Friday, November 8, 2024

Yorkshire insolvency expert highlights the risks of giving gift cards at Christmas

As the festive season gets into full swing, Yorkshire shoppers planning to give gift cards to family and friends for Christmas need to make sure they understand the potential risks involved in buying them warns Eleanor Temple, Yorkshire chair of insolvency and restructuring trade body R3 and a barrister at Kings Chambers in Leeds.

Ms Temple says that consumers must be aware that they could lose their money if a retailer goes out of business. She continues: “While gift cards are really convenient and can be easily bought both in stores and online, itlso vital consumers understand how they can be affected if the retailer that offers them enters an insolvency process.

“If the retailer which has entered an insolvency procedure is either continuing to trade or has gone through a pre-pack administration, customers will need to check with store staff whether they can still redeem them. If the store is still honouring them, it’s generally a good idea to spend them sooner rather than later, particularly as there’s a risk that your local store may be earmarked for closure or the situation across the whole organisation may change quickly, if the firm becomes insolvent.”
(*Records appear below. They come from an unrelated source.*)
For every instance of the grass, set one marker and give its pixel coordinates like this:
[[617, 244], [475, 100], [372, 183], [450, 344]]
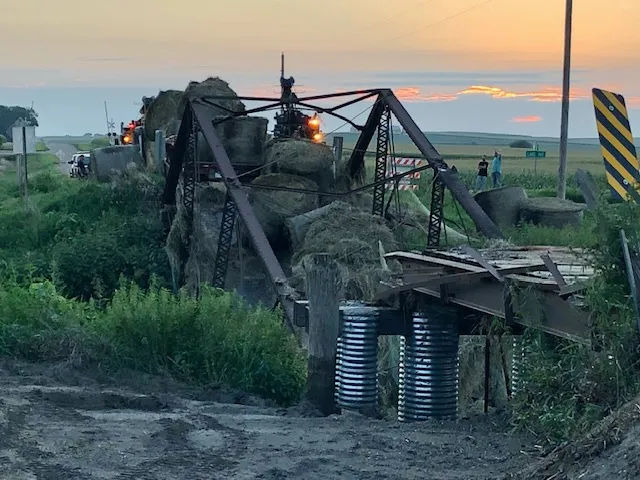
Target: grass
[[84, 277]]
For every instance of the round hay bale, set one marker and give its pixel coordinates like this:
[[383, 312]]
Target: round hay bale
[[552, 212], [162, 114], [352, 237], [213, 86], [502, 205], [273, 207], [302, 157]]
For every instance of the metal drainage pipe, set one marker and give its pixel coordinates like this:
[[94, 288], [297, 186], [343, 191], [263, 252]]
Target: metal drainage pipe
[[358, 366], [517, 362], [429, 368]]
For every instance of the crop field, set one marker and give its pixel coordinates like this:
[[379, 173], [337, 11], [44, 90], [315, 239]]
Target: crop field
[[465, 157]]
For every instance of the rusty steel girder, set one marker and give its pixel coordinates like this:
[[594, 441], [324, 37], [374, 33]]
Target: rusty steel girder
[[200, 116]]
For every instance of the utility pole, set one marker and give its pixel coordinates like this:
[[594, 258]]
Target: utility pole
[[564, 119]]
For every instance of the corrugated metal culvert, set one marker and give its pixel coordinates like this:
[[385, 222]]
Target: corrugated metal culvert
[[429, 368], [517, 360], [357, 368]]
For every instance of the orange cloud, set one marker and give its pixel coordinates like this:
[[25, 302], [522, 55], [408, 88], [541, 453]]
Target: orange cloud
[[526, 119], [547, 94], [26, 85], [413, 94]]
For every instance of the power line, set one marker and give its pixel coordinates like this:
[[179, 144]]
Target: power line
[[428, 26]]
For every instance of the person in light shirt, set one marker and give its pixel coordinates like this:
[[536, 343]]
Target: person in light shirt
[[496, 169]]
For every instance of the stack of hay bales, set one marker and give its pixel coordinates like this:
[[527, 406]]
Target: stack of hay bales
[[274, 207], [352, 237], [193, 259], [243, 137]]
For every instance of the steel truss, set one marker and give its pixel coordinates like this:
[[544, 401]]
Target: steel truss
[[382, 154], [200, 116], [436, 213], [224, 242]]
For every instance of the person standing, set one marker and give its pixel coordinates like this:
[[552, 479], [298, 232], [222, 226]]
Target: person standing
[[481, 176], [496, 170]]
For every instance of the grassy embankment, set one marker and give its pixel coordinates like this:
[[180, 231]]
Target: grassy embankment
[[78, 240], [84, 276]]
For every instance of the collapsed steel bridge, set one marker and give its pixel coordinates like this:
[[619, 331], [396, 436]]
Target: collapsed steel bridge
[[202, 115]]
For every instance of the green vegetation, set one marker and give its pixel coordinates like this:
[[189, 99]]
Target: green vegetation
[[521, 144], [84, 276], [570, 386]]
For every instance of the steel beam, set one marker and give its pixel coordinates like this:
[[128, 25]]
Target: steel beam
[[176, 157], [436, 212], [204, 116], [459, 191], [356, 160], [382, 152], [559, 317], [190, 176], [224, 243]]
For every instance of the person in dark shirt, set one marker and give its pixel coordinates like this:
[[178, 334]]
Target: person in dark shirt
[[483, 171]]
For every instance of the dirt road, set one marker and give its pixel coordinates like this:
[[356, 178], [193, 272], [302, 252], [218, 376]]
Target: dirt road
[[64, 152], [58, 424]]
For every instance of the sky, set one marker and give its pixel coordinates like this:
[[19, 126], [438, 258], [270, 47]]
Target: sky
[[457, 65]]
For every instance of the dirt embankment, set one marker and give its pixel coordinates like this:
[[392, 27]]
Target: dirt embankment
[[56, 423]]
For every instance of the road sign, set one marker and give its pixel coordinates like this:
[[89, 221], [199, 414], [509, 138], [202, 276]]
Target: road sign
[[616, 142], [30, 135], [536, 154]]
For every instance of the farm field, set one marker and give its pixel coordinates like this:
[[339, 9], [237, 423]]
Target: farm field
[[466, 156]]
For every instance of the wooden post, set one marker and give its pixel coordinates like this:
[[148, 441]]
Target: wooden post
[[324, 325], [564, 116]]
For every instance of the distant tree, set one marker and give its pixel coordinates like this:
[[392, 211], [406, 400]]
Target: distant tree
[[521, 144], [10, 115]]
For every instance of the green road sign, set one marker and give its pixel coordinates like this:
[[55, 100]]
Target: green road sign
[[536, 153]]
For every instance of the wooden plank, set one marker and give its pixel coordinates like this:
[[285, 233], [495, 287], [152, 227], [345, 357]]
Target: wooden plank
[[483, 263], [552, 267], [466, 278], [434, 261], [560, 318]]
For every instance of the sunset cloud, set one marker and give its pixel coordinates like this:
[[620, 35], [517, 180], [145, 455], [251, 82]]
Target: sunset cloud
[[526, 119], [413, 94], [546, 94]]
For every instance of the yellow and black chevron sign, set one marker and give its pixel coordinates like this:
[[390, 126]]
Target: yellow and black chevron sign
[[616, 143]]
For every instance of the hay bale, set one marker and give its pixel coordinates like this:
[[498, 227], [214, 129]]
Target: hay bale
[[166, 109], [502, 205], [243, 139], [115, 160], [552, 212], [303, 157], [213, 86], [195, 266], [298, 226], [273, 207], [352, 237], [162, 114]]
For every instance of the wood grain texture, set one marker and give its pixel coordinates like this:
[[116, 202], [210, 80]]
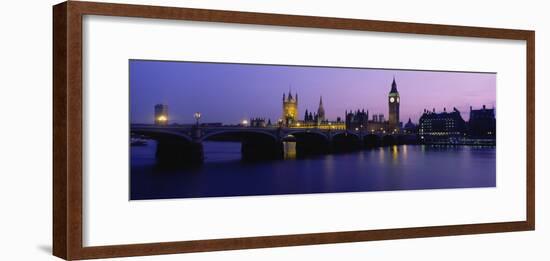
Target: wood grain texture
[[60, 131], [67, 138]]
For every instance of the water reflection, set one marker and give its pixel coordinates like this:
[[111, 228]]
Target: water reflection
[[389, 168], [289, 150]]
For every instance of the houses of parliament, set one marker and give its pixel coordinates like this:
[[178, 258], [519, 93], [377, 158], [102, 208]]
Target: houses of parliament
[[353, 120]]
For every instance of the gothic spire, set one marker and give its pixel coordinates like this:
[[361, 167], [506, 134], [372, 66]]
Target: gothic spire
[[393, 86]]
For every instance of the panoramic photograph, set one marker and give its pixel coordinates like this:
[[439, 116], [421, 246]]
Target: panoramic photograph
[[203, 129]]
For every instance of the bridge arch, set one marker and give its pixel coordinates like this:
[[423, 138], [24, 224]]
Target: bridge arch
[[346, 141], [310, 142], [372, 140], [158, 134], [389, 140], [238, 133], [173, 148], [255, 144]]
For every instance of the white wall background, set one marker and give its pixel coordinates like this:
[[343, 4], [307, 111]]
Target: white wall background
[[25, 149]]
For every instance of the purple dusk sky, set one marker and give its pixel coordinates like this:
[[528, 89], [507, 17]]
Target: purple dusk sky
[[229, 93]]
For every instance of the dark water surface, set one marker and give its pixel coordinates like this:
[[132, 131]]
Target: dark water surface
[[403, 167]]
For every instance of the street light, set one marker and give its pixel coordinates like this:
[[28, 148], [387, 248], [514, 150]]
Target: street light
[[197, 116]]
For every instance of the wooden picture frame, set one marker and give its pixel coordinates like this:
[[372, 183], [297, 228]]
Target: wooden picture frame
[[68, 118]]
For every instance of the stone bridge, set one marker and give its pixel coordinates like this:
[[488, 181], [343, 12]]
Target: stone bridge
[[183, 144]]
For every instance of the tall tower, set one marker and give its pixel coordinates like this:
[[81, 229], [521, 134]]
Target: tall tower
[[393, 104], [290, 109], [161, 114], [320, 112]]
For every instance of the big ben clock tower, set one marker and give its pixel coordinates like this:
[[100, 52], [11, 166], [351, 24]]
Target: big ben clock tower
[[393, 104]]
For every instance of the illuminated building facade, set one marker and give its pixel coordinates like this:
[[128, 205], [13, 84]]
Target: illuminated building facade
[[290, 109], [410, 127], [161, 114], [259, 123], [357, 120], [441, 126], [393, 104], [482, 123], [321, 112]]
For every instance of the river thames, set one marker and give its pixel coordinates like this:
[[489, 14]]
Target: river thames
[[402, 167]]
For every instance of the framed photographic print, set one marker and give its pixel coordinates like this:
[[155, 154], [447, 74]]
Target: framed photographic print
[[185, 130]]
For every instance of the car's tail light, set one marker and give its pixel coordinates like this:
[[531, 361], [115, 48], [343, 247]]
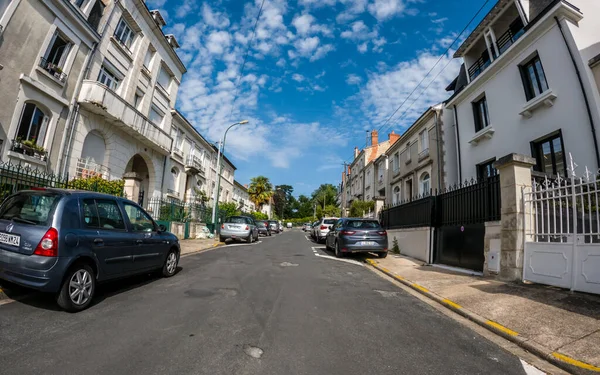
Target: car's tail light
[[48, 246]]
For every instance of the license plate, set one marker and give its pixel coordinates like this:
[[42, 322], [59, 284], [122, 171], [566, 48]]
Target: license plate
[[10, 239], [367, 243]]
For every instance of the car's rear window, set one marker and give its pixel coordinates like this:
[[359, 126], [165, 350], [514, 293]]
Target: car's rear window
[[29, 208], [363, 224]]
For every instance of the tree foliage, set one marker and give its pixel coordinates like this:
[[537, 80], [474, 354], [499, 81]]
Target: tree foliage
[[260, 191]]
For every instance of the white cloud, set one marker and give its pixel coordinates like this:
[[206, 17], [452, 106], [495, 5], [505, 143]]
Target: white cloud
[[297, 77], [353, 79], [386, 9]]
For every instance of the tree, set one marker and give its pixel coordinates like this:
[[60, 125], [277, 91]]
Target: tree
[[229, 208], [359, 208], [325, 193], [260, 191]]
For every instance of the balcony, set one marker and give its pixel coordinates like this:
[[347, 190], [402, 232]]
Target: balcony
[[98, 98], [87, 168], [53, 69], [193, 165]]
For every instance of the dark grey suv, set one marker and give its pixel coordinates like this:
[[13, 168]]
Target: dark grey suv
[[351, 235], [65, 241]]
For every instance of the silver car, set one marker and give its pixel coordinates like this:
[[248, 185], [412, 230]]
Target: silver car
[[239, 228]]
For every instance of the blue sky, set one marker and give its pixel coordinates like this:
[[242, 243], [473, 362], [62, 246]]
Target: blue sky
[[319, 73]]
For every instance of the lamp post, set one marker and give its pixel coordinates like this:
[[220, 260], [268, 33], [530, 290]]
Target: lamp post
[[219, 167]]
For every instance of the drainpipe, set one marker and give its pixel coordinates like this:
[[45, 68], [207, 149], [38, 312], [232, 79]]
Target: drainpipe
[[438, 147], [74, 114], [457, 145], [585, 98]]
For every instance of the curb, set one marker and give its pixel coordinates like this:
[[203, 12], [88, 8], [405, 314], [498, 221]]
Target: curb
[[218, 244], [559, 360]]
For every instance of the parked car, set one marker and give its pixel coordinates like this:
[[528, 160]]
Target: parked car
[[274, 226], [357, 235], [239, 228], [263, 228], [322, 228], [65, 242]]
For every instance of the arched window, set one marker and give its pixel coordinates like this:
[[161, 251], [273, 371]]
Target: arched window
[[396, 199], [33, 124], [424, 184]]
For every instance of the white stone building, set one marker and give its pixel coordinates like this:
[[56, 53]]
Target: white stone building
[[44, 50], [123, 122], [528, 85]]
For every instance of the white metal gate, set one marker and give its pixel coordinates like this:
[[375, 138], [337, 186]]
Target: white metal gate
[[562, 231]]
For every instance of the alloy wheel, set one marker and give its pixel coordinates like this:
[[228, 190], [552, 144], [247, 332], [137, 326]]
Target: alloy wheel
[[80, 287]]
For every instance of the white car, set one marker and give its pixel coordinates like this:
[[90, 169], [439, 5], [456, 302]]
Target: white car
[[322, 228]]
A number of retailers that have gone into administration or liquidation over recent years have been unable to honour gift cards that were bought before their insolvency process began, with shoppers losing their money as a result.
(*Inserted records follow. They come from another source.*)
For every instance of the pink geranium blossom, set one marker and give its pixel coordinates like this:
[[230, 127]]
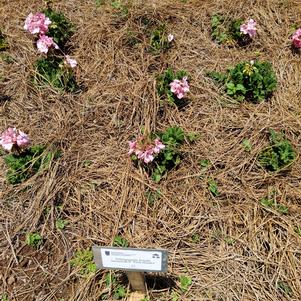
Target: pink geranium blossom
[[296, 38], [71, 62], [44, 43], [13, 137], [37, 23], [249, 28], [145, 151], [170, 37], [179, 87]]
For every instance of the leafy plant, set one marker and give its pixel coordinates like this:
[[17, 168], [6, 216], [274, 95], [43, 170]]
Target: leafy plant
[[170, 157], [52, 71], [61, 224], [274, 205], [119, 241], [284, 288], [213, 188], [159, 40], [3, 42], [119, 292], [279, 154], [83, 260], [185, 283], [254, 81], [24, 165], [61, 29], [122, 10], [227, 31], [163, 86], [33, 239]]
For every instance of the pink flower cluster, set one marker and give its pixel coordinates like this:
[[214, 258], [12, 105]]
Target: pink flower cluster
[[249, 28], [179, 87], [13, 137], [146, 153], [296, 38], [39, 23]]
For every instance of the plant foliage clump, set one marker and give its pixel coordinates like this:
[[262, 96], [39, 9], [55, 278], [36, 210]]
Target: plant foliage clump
[[278, 155], [25, 165], [227, 31], [254, 81], [61, 29], [170, 157], [53, 71], [163, 85]]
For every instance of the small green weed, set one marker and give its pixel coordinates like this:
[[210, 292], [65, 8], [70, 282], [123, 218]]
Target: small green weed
[[170, 157], [274, 205], [3, 42], [227, 31], [253, 81], [247, 145], [279, 154], [60, 224], [61, 29], [163, 86], [24, 165], [121, 9], [83, 260], [185, 283], [159, 40], [213, 188], [52, 71], [33, 239], [119, 241]]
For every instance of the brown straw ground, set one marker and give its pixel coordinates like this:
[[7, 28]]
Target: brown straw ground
[[244, 251]]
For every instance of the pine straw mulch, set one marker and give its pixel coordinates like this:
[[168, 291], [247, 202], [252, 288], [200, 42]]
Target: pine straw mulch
[[245, 252]]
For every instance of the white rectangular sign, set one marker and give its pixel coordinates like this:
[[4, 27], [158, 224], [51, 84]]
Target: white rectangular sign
[[130, 259]]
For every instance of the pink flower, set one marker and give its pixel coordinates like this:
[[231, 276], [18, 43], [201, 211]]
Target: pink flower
[[22, 140], [179, 87], [132, 145], [70, 61], [37, 23], [296, 38], [44, 43], [158, 146], [170, 37], [249, 28], [147, 155], [13, 137]]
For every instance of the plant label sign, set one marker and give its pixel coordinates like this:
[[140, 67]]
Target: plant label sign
[[130, 259]]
In other cases, failing firms have refused to honour gift cards after a given point in their insolvency process.

With several well-known high street stores having entered insolvency during the pandemic and the wider sector continuing to face severe trading difficulties, consumers would be well advised to take these risks into account.

Ms Temple continues: “It is understandably frustrating when a retailer won’t accept gift cards during an insolvency process, but the insolvency practitioners in charge of the process are obliged to look after all creditors’ interests according to a strict hierarchy set out in law, and, unfortunately, customers are just one of many.

“Insolvency practitioners overseeing a retail insolvency have to make their decisions regarding accepting gift cards on a commercial basis and it is not a decision that they will take lightly. On the one hand, accepting them could lose the business more money, but on the other, not doing so could hurt the relationship between the retailer and its customers.”

She adds: “In the case of a pre-pack administration, where a company enters administration and is immediately sold to another buyer, then whether or not gift cards and vouchers issued prior to the administration are still honoured is up to the new owners. Although the name above the door may have stayed the same, legally it is a new and distinct entity and has no obligation to allow gift cards sold by its former incarnation to be used.”

Financial pressures on retailers can also be increased by the rental payments due to their landlords around 25 December, which is one of four Quarter Days in each year on which these bills are due to be settled, while the recent removal of the government’s pandemic business support measures has taken away a safety net that may have helped to keep many retailers in business over the last 18 months.